I do have examples of an ideal direct trade relationship. When we visited the coffee farms in India last year with Coffee Consulate, we’ve witnessed a coffee development project that they were running at the estates of their coffee-producing partners. Their team of German scientists, including a microbiologist and a chemist, were there to conduct processing experiments on different coffee fermentation effects with well over two hundred types of yeasts. Direct trade relationships like these are rare but great for long-term quality development that benefits not just the farmer and the roaster, but also the end consumer with better-tasting coffee.

Similar buyer-farmer relationships can be found around the world and are increasing over the years. So I think we have now come to terms that “overuse” is irrelevant to productive direct-trade relationships but it deserves more attention, as the concept of DTC is not yet well recognised in the mainstream market

This leads me to another frequently asked question: can a roaster market itself as selling DTC if it buys from a supplier who trades directly with farmers? 
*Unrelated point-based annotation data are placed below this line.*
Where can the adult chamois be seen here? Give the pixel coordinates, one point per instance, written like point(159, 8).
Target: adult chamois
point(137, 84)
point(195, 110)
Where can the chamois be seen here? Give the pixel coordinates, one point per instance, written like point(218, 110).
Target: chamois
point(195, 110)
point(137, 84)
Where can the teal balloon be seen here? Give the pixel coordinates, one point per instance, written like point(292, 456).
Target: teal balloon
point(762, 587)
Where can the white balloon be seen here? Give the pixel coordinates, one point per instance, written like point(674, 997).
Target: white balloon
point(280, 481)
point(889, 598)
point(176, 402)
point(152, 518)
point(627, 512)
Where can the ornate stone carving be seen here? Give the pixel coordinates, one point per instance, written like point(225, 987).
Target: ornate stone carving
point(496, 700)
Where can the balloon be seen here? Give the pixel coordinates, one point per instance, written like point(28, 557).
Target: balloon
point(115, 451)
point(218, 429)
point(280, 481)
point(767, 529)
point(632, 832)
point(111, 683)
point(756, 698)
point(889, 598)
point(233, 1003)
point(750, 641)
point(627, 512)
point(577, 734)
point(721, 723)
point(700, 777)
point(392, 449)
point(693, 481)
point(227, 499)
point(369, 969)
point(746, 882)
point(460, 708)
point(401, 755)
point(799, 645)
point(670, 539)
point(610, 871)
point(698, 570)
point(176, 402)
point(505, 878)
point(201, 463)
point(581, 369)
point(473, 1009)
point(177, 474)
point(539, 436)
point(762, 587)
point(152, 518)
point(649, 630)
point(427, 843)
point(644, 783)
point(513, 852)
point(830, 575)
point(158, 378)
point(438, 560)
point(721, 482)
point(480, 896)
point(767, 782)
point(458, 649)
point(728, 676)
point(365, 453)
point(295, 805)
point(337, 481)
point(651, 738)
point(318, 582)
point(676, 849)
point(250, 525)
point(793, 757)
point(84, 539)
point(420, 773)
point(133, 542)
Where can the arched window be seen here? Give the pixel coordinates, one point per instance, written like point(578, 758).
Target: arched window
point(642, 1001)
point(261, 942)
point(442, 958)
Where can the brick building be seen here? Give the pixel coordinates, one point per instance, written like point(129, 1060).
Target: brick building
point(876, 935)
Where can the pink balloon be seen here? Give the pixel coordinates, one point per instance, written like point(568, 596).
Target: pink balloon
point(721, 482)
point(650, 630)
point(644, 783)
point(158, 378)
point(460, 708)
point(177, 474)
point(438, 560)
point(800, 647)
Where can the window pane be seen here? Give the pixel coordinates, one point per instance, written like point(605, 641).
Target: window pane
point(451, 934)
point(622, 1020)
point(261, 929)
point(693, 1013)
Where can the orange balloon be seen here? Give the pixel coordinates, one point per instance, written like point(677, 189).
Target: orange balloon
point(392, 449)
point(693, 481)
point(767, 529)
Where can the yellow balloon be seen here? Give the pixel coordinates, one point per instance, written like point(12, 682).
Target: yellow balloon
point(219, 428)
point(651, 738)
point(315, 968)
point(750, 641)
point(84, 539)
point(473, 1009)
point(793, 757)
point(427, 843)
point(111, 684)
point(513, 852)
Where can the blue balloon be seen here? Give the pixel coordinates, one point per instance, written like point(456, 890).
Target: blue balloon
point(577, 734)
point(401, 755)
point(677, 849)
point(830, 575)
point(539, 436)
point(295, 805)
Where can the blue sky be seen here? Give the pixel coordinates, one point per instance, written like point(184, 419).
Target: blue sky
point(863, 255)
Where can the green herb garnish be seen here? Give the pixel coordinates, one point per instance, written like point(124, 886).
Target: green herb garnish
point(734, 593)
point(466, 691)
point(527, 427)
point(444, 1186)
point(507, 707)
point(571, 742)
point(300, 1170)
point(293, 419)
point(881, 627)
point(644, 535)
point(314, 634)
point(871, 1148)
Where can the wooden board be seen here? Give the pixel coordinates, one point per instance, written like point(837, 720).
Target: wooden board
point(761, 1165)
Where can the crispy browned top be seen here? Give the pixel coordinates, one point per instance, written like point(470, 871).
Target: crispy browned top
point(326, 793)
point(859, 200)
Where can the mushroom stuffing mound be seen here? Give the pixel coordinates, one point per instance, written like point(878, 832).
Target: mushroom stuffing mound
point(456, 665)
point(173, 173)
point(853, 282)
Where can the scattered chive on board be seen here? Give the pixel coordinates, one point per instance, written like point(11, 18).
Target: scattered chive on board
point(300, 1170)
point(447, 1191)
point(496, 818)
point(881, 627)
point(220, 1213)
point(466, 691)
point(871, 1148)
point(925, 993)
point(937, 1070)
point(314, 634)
I would personally encourage and promote DTC in less-restricted standards since there are so many wholesome benefits from the product itself. There should be enough space for those closer to the consumer’s market to get involved and promote the cause without an actual trading relationship with the farmers.

I find it acceptable if a roaster buys green beans from a real DTC supplier, roasts and markets it as DTC. You can say, “I’m not doing direct trade, but I sell direct trade coffee.” It doesn’t go against direct trade principles and wouldn’t cancel out its benefits. On the contrary, it helps to lower the hurdle for DTC to enter the mainstream market. So why not?

On second thought, the middlemen exist for many reasons in the challenging times of coffee trading, dealing with various logistics and storage issues for instance. The crucial collective efforts needed to tackle the accelerating coffee demand worldwide, somewhat reveal their value.

There’s no reason for us to believe that direct trade is the ultimate form, nor should it hold the highest value of coffee trading. And there is no need for anyone to declare war on non-direct trade coffee. Those who have been in the coffee business for long enough would recognise the contributions of middlemen, no less than that of direct trade. Without them, the existing international eco-system of coffee commerce would not be the in place, and without that, specialty coffee would have no pyramid foundation to stand on top of. 

In reality, I know many specialty coffee roasters who, like us, buy green beans from both direct and non-direct sources. This approach is more flexible and offers more options when roasters need to juggle between different market demands. We are not, by all means, trying to justify non-direct trade, but we also don’t want to be too narrow-minded and lose ourselves amongst the hypes and flares of marketing concepts.

The products we claim to be DTC are also limited to just a few local ones, namely Sarawak Liberica, Sarawak Lawas Arabica, Sabah Arabica from Sabarica, and some Kalimantan coffees that we are trying to purchase. These are all coffees from Borneo, and by the strictest definition, direct trade coffees.

So what about the pretenders who misuse the DTC title on their products, and the exploitive middlemen who take advantage of farmers and the ignorant market? Well, from a business point of view, I firmly believe in honesty, thus we should speak our minds and tell the truth if it ever comes to that.

At the end of the day, a free market sets its course, and those who fail to survive the competition will be filtered out. But some consumers would buy into labels without giving it much thought anyway. When there’s a demand, there will be supply. That’s market reality, it’s sad but true. Many who misuse labels for a cause, don’t know that they are putting their brand’s credibility on the line, and it leads to an unsustainable business model. So fear not, fellow specialty coffee brands, pretenders exist but are not here to stay, at least not for long.